Embora as evidências disponíveis até agora indiquem que o vírus não constitui uma ameaça grave a bichos de estimação, cientistas reconhecem que ainda há muito que não é sabido. Ainda não está clara a frequência com que humanos contaminados transmitem o vírus a seus pets, especialmente porque as autoridades não recomendam testes rotineiros para animais de estimação, e o vírus pode ter efeitos sobre a saúde de pets que ainda não foram identificados.

Em artigo publicado este mês, cientistas levantaram a possibilidade de a variante alfa, primeiro identificada no Reino Unido, provocar inflação cardíaca em cães e gatos. As evidências são circunstanciais, mas o vírus já foi vinculado ao mesmo problema em humanos, e especialistas dizem que a conexão merece ser pesquisada.

"Precisamos pesquisar mais nessa área para saber se existe uma ligação real", falou O’Quinn.

Cliente alimenta gatos em café em Jacarta, na Indonésia - Ajeng Dinar Ulfiana - 23.set.2021/Reuters

Pode haver pets individuais que corram risco especialmente alto de contrair o vírus. Lennon e seus colegas recentemente identificaram um cachorro imunocomprometido que parece ter adoecido gravemente com o coronavírus. Diferentemente da maioria dos cães infectados, esse animal liberou alto nível do vírus por mais de uma semana.

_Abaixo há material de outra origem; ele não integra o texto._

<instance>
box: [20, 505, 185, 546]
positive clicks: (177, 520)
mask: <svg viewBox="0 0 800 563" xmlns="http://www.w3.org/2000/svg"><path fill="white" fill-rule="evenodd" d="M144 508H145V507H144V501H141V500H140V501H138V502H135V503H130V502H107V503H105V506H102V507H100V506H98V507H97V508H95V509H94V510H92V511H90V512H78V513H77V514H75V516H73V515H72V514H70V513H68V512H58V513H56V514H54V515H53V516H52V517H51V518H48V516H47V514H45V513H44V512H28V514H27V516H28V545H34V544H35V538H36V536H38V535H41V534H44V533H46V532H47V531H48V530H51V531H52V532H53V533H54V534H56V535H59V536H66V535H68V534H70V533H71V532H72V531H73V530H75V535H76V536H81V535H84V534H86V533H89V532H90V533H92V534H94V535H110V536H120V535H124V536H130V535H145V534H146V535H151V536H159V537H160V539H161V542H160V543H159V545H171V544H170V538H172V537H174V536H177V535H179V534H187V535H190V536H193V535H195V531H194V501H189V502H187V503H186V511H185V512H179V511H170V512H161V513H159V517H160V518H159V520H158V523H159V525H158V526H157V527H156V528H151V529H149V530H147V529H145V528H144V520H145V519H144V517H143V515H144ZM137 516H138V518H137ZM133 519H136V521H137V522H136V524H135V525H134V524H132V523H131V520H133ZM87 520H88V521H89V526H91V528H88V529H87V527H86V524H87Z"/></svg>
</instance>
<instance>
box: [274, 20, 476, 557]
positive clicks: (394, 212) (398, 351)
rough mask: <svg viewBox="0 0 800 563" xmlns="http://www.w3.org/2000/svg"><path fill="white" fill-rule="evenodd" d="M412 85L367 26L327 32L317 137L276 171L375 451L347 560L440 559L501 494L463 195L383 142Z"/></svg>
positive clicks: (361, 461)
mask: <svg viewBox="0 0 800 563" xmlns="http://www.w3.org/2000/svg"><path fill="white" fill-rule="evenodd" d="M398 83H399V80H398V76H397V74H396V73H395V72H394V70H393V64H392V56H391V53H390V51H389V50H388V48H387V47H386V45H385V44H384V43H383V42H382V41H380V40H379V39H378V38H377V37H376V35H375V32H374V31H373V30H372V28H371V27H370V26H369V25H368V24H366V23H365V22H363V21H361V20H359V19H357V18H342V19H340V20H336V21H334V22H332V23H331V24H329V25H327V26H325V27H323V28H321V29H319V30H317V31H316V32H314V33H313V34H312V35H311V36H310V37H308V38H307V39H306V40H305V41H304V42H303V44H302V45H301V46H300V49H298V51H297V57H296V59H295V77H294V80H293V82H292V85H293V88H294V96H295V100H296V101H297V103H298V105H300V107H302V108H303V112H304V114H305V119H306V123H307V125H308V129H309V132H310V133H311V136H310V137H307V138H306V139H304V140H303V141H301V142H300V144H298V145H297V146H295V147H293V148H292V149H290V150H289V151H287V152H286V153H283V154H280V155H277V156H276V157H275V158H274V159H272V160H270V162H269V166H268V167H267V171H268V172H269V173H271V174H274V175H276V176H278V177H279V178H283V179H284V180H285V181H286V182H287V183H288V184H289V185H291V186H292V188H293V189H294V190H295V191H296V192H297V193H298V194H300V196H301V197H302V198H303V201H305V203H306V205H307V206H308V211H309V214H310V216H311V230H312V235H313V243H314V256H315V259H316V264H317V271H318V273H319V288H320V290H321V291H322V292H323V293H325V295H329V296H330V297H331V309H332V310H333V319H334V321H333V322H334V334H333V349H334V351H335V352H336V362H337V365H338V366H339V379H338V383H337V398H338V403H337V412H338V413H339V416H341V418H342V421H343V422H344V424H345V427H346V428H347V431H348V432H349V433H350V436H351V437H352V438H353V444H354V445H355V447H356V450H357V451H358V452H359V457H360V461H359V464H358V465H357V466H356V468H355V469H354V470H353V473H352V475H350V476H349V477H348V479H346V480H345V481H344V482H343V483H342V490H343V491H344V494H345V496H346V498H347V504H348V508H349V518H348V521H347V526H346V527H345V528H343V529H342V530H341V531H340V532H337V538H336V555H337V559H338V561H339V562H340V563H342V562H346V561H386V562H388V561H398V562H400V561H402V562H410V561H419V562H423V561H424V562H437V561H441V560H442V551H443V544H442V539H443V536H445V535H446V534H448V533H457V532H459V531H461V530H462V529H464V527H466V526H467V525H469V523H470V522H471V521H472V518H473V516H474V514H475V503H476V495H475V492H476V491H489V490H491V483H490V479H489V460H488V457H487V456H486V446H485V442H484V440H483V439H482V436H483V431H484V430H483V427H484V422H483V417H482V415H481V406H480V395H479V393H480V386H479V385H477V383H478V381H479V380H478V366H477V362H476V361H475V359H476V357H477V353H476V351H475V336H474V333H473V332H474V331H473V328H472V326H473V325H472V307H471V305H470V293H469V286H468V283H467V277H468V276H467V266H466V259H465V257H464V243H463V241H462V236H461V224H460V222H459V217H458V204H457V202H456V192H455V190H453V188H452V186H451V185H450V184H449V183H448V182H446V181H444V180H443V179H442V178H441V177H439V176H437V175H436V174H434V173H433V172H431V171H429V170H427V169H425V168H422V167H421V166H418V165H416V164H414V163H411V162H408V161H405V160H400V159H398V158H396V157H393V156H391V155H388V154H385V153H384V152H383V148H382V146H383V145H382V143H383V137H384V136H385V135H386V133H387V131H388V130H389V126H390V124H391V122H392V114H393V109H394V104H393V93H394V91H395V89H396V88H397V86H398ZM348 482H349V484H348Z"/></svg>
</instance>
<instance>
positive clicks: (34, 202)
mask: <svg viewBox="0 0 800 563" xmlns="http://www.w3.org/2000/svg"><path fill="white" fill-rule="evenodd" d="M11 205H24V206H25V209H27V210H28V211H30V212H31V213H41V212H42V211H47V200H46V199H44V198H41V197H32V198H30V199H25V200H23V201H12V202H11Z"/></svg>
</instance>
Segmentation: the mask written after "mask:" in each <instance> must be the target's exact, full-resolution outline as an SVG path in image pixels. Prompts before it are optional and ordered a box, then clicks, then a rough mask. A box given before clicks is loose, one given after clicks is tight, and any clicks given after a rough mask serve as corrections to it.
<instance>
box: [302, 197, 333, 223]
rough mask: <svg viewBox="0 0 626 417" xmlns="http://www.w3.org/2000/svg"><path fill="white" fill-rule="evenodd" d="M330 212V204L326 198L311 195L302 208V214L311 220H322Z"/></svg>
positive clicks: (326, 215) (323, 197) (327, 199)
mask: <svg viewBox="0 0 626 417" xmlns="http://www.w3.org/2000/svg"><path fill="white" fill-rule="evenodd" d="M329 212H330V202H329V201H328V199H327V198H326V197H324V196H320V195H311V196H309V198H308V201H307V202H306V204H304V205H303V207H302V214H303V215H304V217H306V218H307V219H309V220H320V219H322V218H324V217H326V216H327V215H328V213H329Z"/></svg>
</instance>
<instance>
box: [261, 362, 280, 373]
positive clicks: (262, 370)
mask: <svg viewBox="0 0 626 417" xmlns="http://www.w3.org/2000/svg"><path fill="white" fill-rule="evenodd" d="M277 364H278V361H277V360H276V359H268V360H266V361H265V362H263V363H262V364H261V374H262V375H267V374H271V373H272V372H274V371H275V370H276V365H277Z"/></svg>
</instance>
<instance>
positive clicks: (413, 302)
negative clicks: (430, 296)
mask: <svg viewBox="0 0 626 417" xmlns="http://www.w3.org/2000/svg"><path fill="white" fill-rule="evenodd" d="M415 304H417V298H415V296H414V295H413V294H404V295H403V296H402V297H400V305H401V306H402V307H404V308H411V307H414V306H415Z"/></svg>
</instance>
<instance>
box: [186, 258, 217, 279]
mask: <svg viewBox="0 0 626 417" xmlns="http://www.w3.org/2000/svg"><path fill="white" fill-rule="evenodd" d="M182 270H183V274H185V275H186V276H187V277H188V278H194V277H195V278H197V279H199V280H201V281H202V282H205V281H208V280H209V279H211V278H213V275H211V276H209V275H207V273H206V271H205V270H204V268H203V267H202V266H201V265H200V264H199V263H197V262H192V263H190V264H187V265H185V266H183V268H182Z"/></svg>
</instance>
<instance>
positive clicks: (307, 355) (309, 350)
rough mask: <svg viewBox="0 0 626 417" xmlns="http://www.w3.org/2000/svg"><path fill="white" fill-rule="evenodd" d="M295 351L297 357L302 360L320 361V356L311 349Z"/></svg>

"É claro que foi apenas um caso, mas esse caso ilustra que a Covid não é igual em todos os animais estimação, assim como não é igual em todas as pessoas", disse Lennon.

É possível que pesquisas futuras ou modificações no vírus levem os cientistas a mudar de opinião sobre uma vacina para pets. Se o vírus revelar-se mais prevalente, virulento ou transmissível em cães ou gatos do que se sabe hoje, os argumentos a favor de uma vacina seriam reforçados, disseram cientistas. O USDA disse que pode rever sua posição se mais evidências de transmissão e doença clínica emergirem em uma espécie particular.

Se esse momento chegar, disse Kumar, a Zoetis estará preparada para retomar seu trabalho com vacinas para pets. Se a vacina da empresa para visons for aprovada, veterinários poderão utilizá-la na eventualidade de um surto inesperado de Covid em cães ou gatos, mesmo que ela não tenha sido licenciada para esses animais.

A firma de biotecnologia Applied DNA Sciences, com sede em Nova York, também desenvolveu uma vacina promissora para gatos "só para o caso de ser necessária", disse seu CEO James Hayward. Assim como a Zoetis, a empresa, que trabalha em parceria com a italiana Evvivax, está concentrando sua atenção mais numa vacina para visons.